Bien que les candidatures soient nombreuses, certains postes nécessitant des compétences rares peinent à être pourvus. La difficulté est liée au caractère limité du vivier de candidats, sachant que de nombreuses autres administrations de l’État et des entreprises prospectent des profils analogues, ces dernières offrant un niveau de rémunération nettement plus élevé. C’est notamment le cas pour les ingénieurs informatiques et les linguistes (chinois, russe, turc). Pour dénicher la perle rare, chaque direction n’hésite pas à aller « chasser » à la sortie des écoles : Sciences-Po, grandes écoles d’ingénieurs, Institut national des langues et civilisations orientales, ou encore écoles de commerce. La DRM, pour diversifier les profils, s’intéresse également à des formations moins académiques, dispensées par exemple à 42, une école d’autoformation en codage informatique. « La nouvelle génération est plus zappeuse, plus geek, note le responsable recrutement de la DGSE. Pour pouvoir sélectionner, il faut beaucoup de candidats.
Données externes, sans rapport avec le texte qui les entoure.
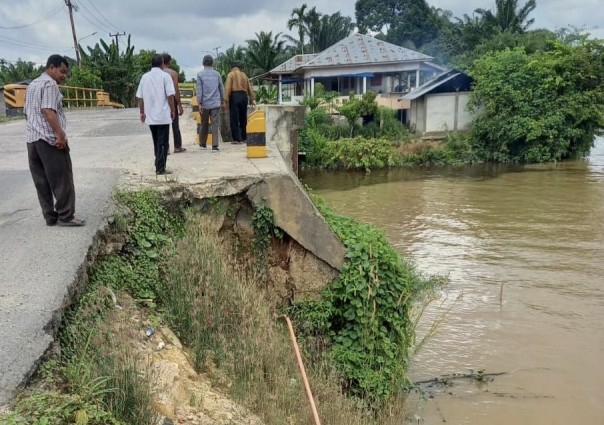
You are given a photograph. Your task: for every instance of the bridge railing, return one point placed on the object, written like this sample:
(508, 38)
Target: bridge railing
(73, 97)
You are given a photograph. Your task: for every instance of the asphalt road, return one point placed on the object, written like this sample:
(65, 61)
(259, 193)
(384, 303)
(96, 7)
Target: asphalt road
(38, 264)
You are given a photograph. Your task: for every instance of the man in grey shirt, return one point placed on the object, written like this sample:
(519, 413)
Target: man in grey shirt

Nous proposons des stages de six mois en sortie d’école, ce qui représente un vivier énorme.»
DRSD recherche enquêteurs
Du fait de l’augmentation des embauches au ministère, les besoins d’habilitation pour le personnel s’amplifient : « Entre 2014 et 2017, les enquêtes ont doublé ! On parle peu de ce métier pourtant extrêmement important pour toute la communauté défense », explique Gwenaëlle, chef de la section recrutement et mobilité à la DRSD. Située au fort de Vanves, cette entité spécialisée dans la contre-ingérence et la sécurité du personnel, des informations, du matériel et des installations est la seule compétente pour mener ces procédures d’habilitation. D’ici à 2019, la DRSD, la DRM et la DGSE ont prévu d’engager près de 1 000 civils supplémentaires. Preuve qu’en matière de renseignement, l’habit – civil ou militaire– ne fait pas le moine.